Abrió la puerta, la mantuvo hábilmente abierta con el pie y salió con la cargada bandeja, cantando en voz alta y con no demasiada armonía una versión propia de una canción de caza:
Hoy es día de matar,
en el sitio y el lugar,
y los guardias del pueblo no están.
El ruido de la vajilla al ser depositada en el fregadero ahogó los siguientes versos, pero al abandonar el reverendo Julian Harmon la casa oyó la triunfante aseveración final:
...¡Así que andando, que hoy toca asesinar!
También en Little Paddocks estaban desayunando. Miss Blacklock, de unos sesenta y tantos años de edad y propietaria de la casa, presidía la mesa.

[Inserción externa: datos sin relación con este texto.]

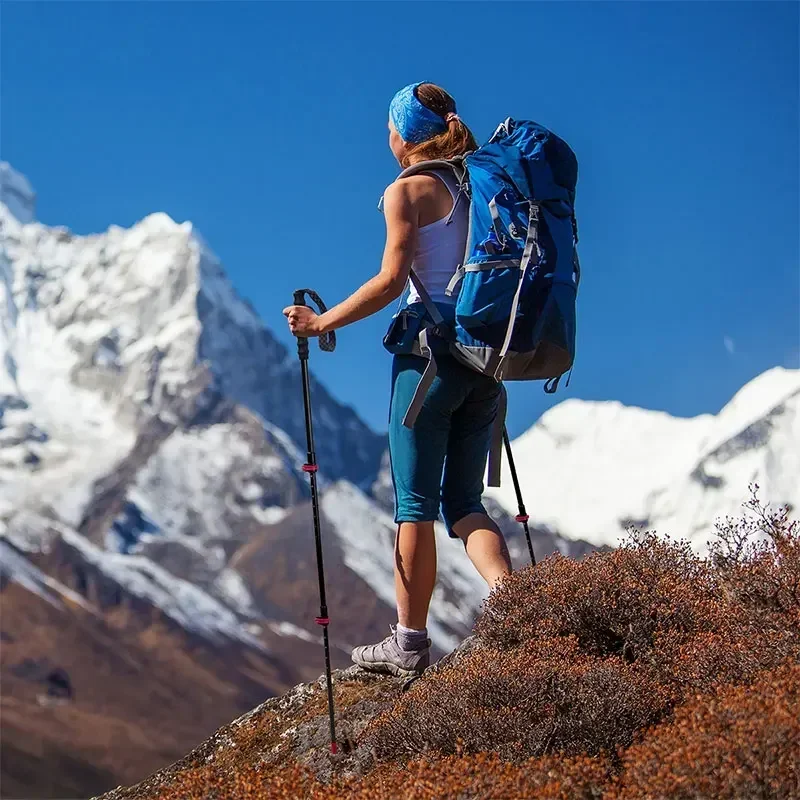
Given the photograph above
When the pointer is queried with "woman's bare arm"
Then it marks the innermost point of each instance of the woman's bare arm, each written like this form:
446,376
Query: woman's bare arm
402,218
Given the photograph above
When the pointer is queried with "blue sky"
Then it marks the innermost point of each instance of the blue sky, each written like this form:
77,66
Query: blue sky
265,124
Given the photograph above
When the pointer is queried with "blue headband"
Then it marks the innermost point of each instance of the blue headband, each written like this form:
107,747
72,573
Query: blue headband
414,121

Llevaba un vestido de campo de mezclilla y, con él, cosa que resultaba un tanto incongruente, una gargantilla de grandes perlas falsas. Leía el artículo de Lane Norcott en el «Daily Mail». Julia Simmons ojeaba lánguidamente el «Daily Telegraph». Patrick Simmons consultaba la solución del crucigrama del «The Times». Miss Dora Bunner concentraba toda su atención en la lectura del periódico local.